La Cena de los Idiotas: Francis Veber's Le Dîne de Cons was released in the United States as The Dinner Gameand screened at the Miami Film Festival in 1999. In its latest incarnation it has been translated into Spanish by Paco Mir and produced by Venevision International in conjunction with the Hispanic Theater Guild. A group of men takes turns inviting a simpleton to dine with them. The guest's social gracelessness allows the hosts to congratulate themselves on what fine specimens they are by comparison. This rollicking adaptation features Juan Manuel Cifuentes as the "idiot" Agustín, who becomes a catalyst for disaster through a series of fallacious phone calls and a case of mistaken identity. Cifuentes's rapid-fire Castilian Spanish hits the audience's funny bone, then ricochets into their hearts with his lovable portrayal of the unwitting nincompoop. While the comedic moments have been broadened, they maintain their honesty. The larger-than-life characterizations and Latin cultural references can be embraced and appreciated by a multinational audience. Julio Kaufmann skillfully directs. The design by Claudia Pecchio is greatly enhanced by abstract art from Alexis de la Sierra. Enrique Cirino's lighting design includes some exquisite practical lighting instruments that double as decorative set dressings. -- CR Through May 9. Venevision International Theater, Riviera Plaza, 1560 S. Dixie Hwy., Coral Gables. 305-663-5410.
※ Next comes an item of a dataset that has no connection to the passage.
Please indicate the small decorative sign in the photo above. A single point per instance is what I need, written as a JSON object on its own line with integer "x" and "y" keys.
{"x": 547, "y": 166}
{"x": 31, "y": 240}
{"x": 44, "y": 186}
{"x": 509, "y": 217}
Permanent Collection:Thomas Gibbons's Permanent Collection is a must-see examination of race, art, and the media. The play centers on a series of dialogues primarily between Sterling North, an African-American outsider who takes over a prestigious arts foundation, and Paul Barrow, the foundation's long-time director of education. Thanks to Gibbons's deftly constructed text and these highly charged performances, as we watch North and Barrow spar their way through accusations of racism and reverse racism, we really don't know what's going to happen next. -- ML Through April 25. Florida Stage, Plaza Del Mar, 262 S. Ocean Blvd., Manalapan. 561-585-3433 or 800-541-3837.
Trembling Hands:How far will one friend go for another? In Ivonne Azurdia's grotesque, funny crime drama now in its world premiere by the Mad Cat Theatre Company, the answer is very, very far indeed. Following up on her splendid Tin Box Boomerang, a hit for Mad Cat last season, Azurdia again spins a tale of loyalty, menace, and money woes, this time among three Miami medical-school students whose quest to come up with quick cash leads them into a ghastly scheme that goes haywire. Filled with film noir references and pungent humor, Trembling Hands is another high-energy entertainment from the Mad Cat crew. -- RM Through May 1. The Light Box, 3000 Biscayne Blvd. 305-576-6377.
Waiting for Godot: Robert Hooker's production of Samuel Beckett's absurdist classic at the Sol Theatre Project features a lot of agile physicality and snappy patter with a decidedly hip, modern sensibility. The solid production is anchored by the inspired clowning of Jim Gibbons and Jim Sweet as two road-weary tramps waiting in the middle of nowhere for someone who may never show up. While Hooker's staging misses some of Beckett's deeper meanings, this inventive, high-energy show is smart, fast, and thoroughly engaging. -- RM Through April 25. Sol Theatre Project, 1140 N. Flagler Dr., Fort Lauderdale. 954-525-6555.